If you look at the two maps below you’ll see people already signed up for Summer Sailstice 2019 up top and people signed up for the 2018 Summer Sailstice below. As we approach New Year’s resolution time we suggest you make a public commitment now, six months in advance, to go sailing on the weekend of June 21-23, 2019. You have six months to decide if you’ll race, cruise or daysail.
We have some suggestions for Bay Area sailors. Racing options include any of the Friday night races, the YRA’s Westpoint Regatta to the South Bay, the StFYC Woodies Invitational, Benicia YC’s Summer Sail, Encinal YC’s Small Boat Regatta and several others scattered across the Bay. You could join your yacht club’s ‘cruise out’ or, heaven forbid, just head out on the Bay with no particular mission in mind. You could join the Trans Tahoe Race, already signed up on the Summer Sailstice site or, like Del, create your own event such as his to repeat his 2018 Summer Sailstice cruise aboard his Catalina 320 to Half Moon Bay.
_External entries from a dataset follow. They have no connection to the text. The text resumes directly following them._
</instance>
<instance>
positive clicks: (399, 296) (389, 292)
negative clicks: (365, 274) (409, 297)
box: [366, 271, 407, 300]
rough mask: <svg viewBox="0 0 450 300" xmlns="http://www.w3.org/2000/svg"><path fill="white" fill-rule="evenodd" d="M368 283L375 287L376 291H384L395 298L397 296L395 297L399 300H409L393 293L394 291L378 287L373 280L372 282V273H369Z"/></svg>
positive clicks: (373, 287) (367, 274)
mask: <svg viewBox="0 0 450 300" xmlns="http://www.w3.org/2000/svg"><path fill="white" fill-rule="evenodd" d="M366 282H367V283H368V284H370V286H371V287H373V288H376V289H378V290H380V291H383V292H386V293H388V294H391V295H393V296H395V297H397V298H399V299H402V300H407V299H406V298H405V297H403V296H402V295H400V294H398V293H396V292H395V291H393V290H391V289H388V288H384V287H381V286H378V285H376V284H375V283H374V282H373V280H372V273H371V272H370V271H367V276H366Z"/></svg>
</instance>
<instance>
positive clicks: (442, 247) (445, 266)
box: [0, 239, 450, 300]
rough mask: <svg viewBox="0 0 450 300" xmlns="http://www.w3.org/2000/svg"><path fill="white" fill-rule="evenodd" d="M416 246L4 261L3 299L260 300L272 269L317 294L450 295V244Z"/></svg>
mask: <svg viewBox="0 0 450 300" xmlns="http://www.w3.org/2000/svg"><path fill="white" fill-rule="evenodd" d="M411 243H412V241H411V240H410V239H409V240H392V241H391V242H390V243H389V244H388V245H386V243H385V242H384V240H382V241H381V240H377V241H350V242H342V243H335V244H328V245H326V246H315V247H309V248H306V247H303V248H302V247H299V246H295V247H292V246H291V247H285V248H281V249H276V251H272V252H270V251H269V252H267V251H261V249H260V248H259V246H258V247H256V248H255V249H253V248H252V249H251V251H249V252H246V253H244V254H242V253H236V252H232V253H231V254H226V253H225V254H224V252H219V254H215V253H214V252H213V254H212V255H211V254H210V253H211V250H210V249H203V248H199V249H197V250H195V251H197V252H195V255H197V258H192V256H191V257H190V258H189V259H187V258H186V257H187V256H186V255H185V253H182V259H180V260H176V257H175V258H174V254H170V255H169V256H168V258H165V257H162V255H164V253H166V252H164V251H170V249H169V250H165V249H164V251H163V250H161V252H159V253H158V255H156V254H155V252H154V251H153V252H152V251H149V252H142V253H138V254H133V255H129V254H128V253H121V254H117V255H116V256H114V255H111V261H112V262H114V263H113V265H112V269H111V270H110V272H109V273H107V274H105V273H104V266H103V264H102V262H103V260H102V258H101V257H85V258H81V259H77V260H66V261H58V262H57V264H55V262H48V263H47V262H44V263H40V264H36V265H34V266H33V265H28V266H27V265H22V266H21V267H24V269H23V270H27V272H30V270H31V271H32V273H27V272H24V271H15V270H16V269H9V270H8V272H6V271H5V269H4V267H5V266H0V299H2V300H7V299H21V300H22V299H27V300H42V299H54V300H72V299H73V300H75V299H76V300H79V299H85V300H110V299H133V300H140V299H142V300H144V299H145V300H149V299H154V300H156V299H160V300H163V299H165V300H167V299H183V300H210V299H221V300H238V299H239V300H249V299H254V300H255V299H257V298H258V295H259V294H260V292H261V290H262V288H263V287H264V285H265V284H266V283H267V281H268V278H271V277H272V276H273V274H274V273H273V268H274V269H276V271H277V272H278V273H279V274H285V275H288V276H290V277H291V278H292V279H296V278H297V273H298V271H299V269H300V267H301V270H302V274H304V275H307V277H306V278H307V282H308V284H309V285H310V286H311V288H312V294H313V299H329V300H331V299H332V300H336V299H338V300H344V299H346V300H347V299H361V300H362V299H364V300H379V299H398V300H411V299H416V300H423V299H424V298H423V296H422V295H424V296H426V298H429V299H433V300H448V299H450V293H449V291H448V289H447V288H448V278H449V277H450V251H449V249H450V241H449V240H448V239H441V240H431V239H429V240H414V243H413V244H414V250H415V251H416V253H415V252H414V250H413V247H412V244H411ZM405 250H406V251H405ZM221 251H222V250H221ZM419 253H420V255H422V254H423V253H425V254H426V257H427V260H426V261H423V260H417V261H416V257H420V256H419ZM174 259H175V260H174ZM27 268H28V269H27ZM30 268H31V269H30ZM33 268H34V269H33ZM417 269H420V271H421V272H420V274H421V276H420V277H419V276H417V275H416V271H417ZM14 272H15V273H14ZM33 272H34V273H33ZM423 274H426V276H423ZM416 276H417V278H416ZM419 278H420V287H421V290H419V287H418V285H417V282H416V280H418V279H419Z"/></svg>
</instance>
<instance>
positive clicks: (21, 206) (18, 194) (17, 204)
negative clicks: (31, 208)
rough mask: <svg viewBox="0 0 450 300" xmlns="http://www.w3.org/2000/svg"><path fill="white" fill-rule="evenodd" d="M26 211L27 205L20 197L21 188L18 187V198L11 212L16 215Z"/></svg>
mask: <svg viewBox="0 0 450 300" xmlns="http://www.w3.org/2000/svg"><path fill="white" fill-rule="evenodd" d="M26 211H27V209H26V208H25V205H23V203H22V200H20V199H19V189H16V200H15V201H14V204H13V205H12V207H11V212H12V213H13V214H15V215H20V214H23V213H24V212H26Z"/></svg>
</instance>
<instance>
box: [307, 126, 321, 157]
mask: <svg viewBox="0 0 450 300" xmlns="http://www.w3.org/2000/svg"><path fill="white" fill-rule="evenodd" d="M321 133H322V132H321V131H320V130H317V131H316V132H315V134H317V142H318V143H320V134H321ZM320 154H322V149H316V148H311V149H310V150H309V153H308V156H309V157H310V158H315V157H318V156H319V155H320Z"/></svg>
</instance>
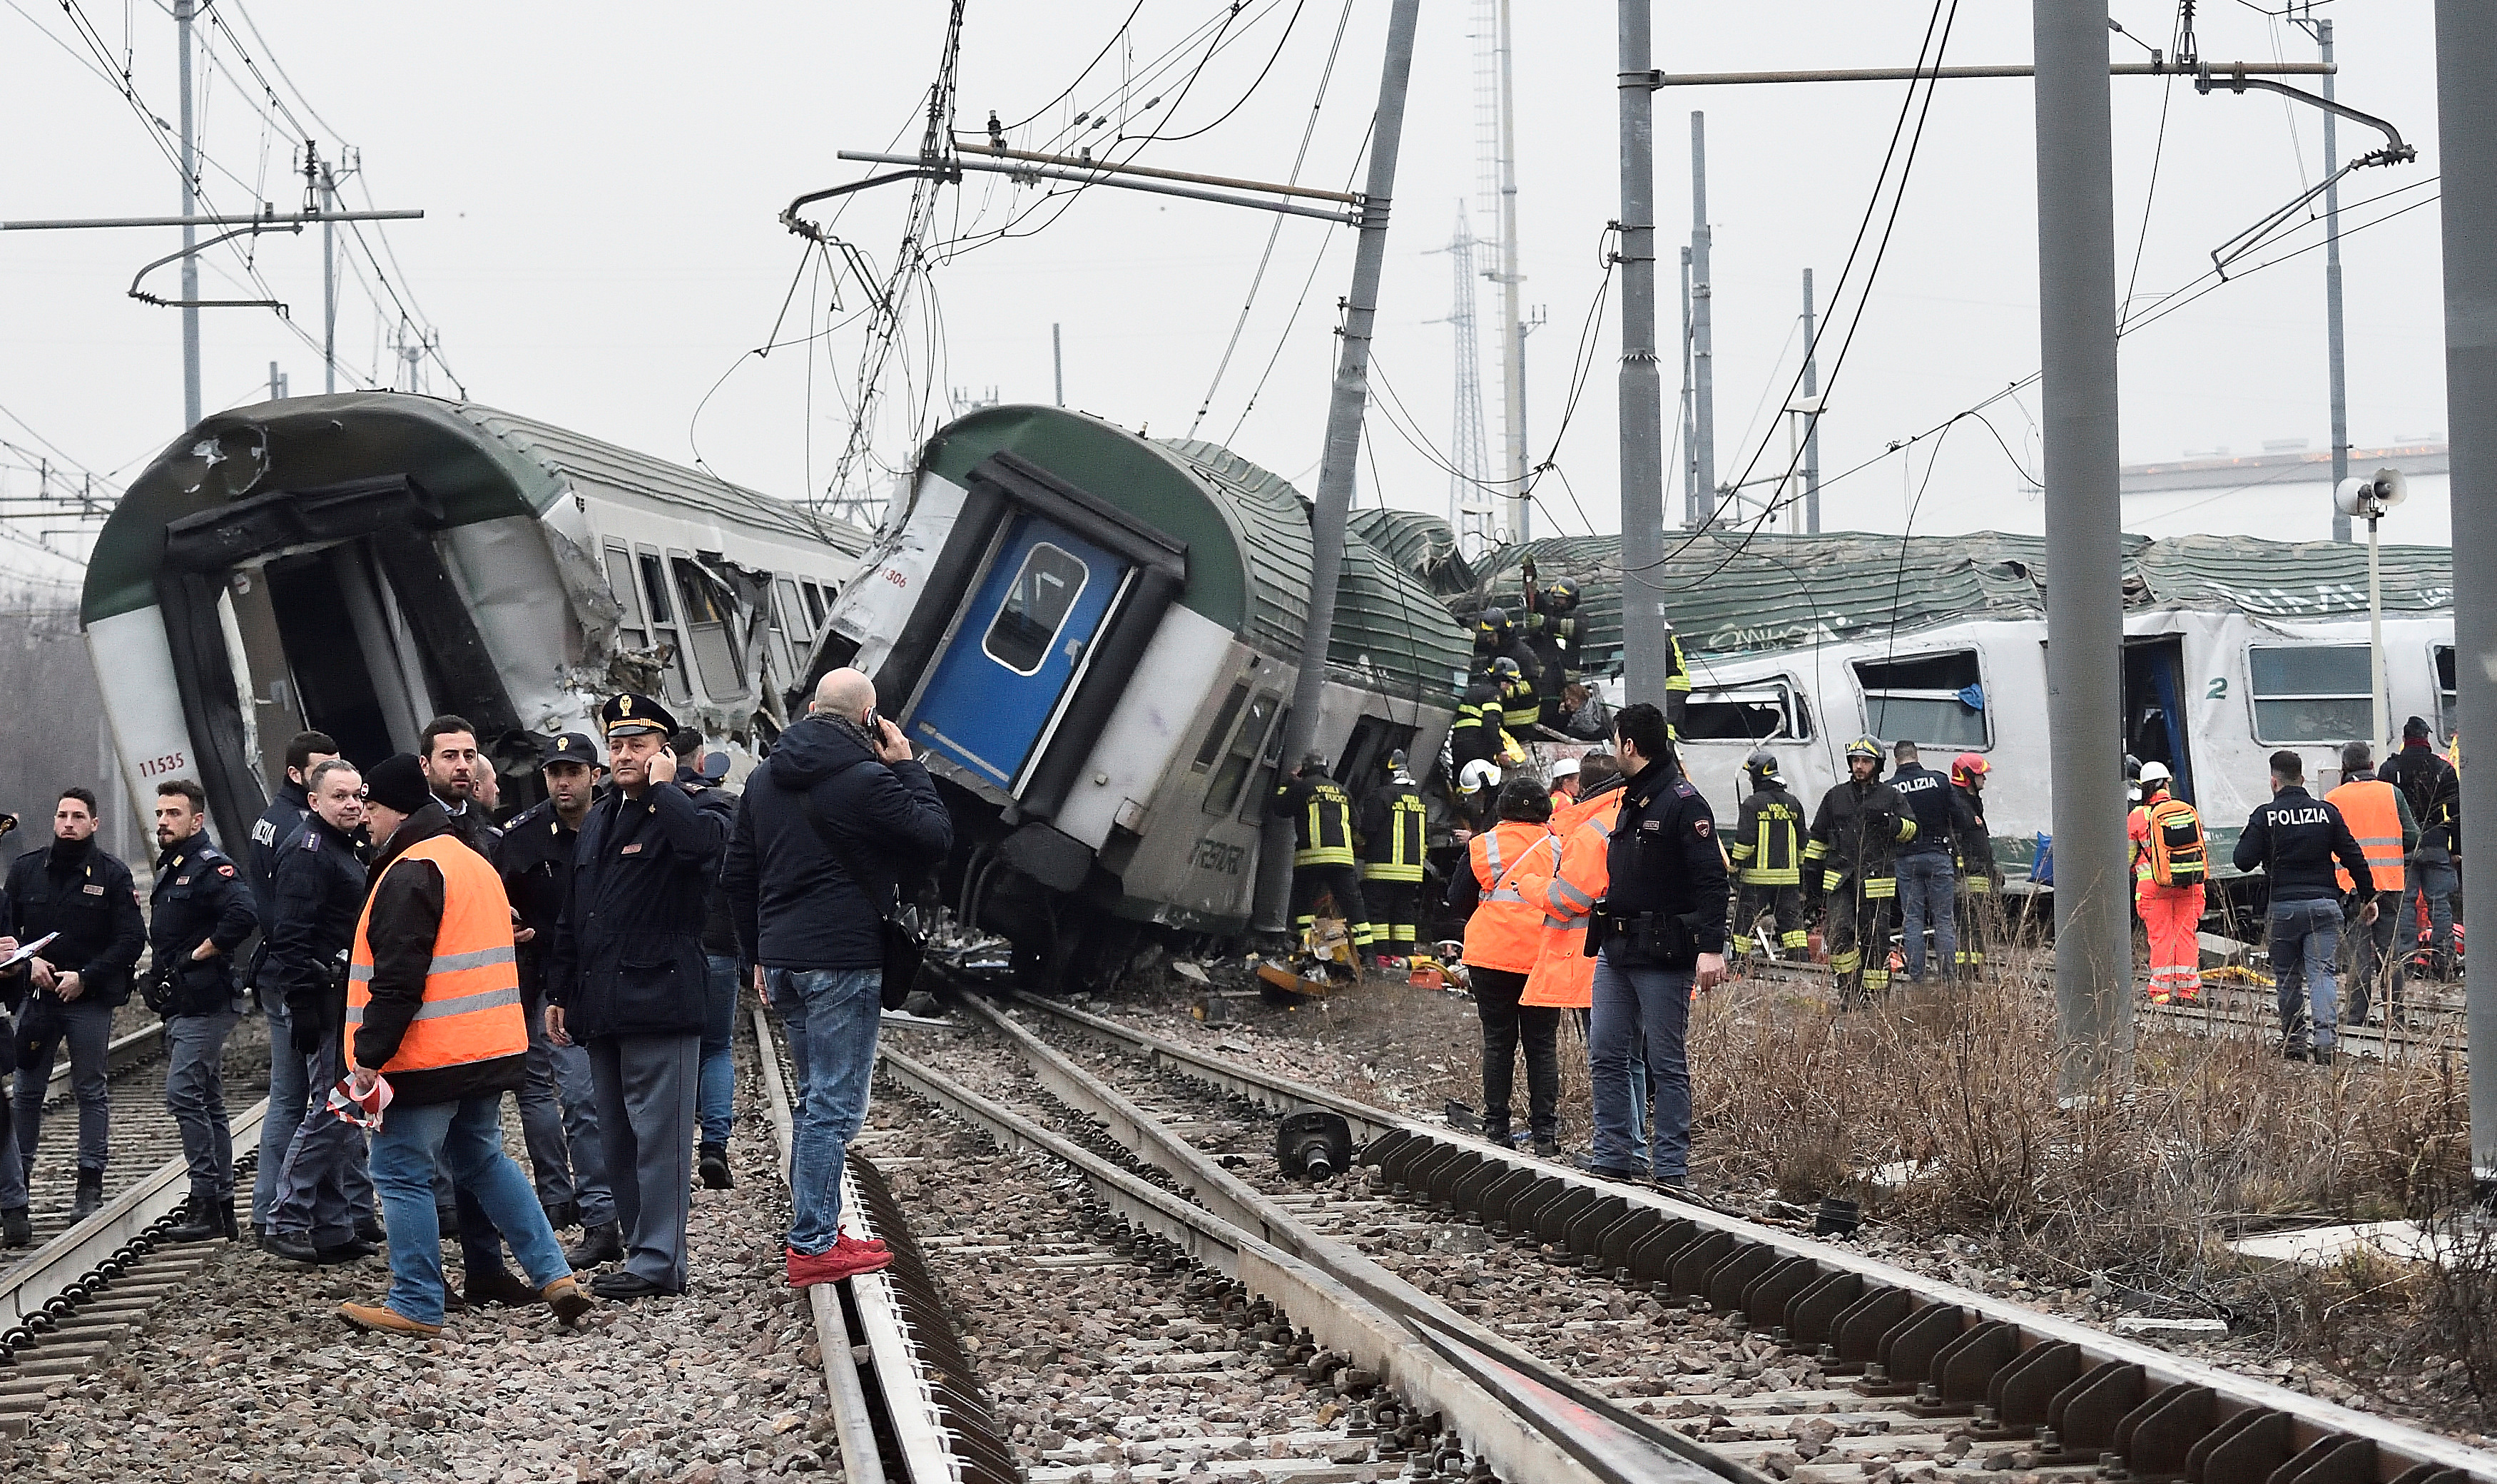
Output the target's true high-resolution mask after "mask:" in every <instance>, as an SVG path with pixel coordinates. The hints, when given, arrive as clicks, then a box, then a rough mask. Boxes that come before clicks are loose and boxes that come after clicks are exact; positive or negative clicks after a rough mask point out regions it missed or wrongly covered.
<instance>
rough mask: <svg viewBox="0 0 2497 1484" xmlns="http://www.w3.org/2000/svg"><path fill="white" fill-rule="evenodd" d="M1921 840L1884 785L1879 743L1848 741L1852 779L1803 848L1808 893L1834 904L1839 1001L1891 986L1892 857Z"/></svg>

A post on the Old Farmer’s Almanac website shows both the astronomical and meteorological seasons for 2019. According to the Old Farmer’s Almanac, the astronomical start date is based on the position of the sun in relation to the Earth. The meteorological start date is based on the 12-month calendar and the annual temperature cycle.
|2019 Seasons||Astronomical Start||Metereological Start|
|Spring||Wed., March 20, 2:58 p.m. PDT||Friday, March 1|
|Summer||Fri., June 21, 8:54 a.m. PDT||Saturday, June 1|
|Fall||Mon., Sept. 23, 12:50 a.m. PDT||Sunday, Sept. 1|
|Winter||Sat., Dec. 21, 8:10 p.m. PST||Sunday, Dec. 1|
A winter solstice actually occurs twice a year, once in December in the Northern Hemisphere and once in June in the Southern Hemisphere. While the winter solstice occurs at the same moment all over the world, the date and local time differ depending on the year and a location’s time zone. For locations that are to the east of UTC (Coordinated Universal Time aka GMT aka Zulu) it may fall on the day after. For locations that are to the west of UTC it may fall on the day before.
The Bottom Line
Don’t miss sailing on the sunny days of summer, and, if you’re in California, don’t miss any sunny days of sailing. Wherever you are and however you plan to sail, now is a good time to register for Summer Sailstice, enter to win a prize, and put your sailing plans on the map for 2019. If the winds change, change your plans.
Latitude 38’s world headquarters will be closed for the holidays all next week through New Year’s Day. We’ll pop into the office on Friday, December 28, long enough to facilitate the distribution (and posting online) of the January issue of the magazine and the 2019 Northern California Sailing Calendar and YRA Schedule. We plan to post ‘Lectronic Latitude editions on Wednesday, December 26, and Friday, December 28.
Happy Holidays and Happy New Year from our crew to yours!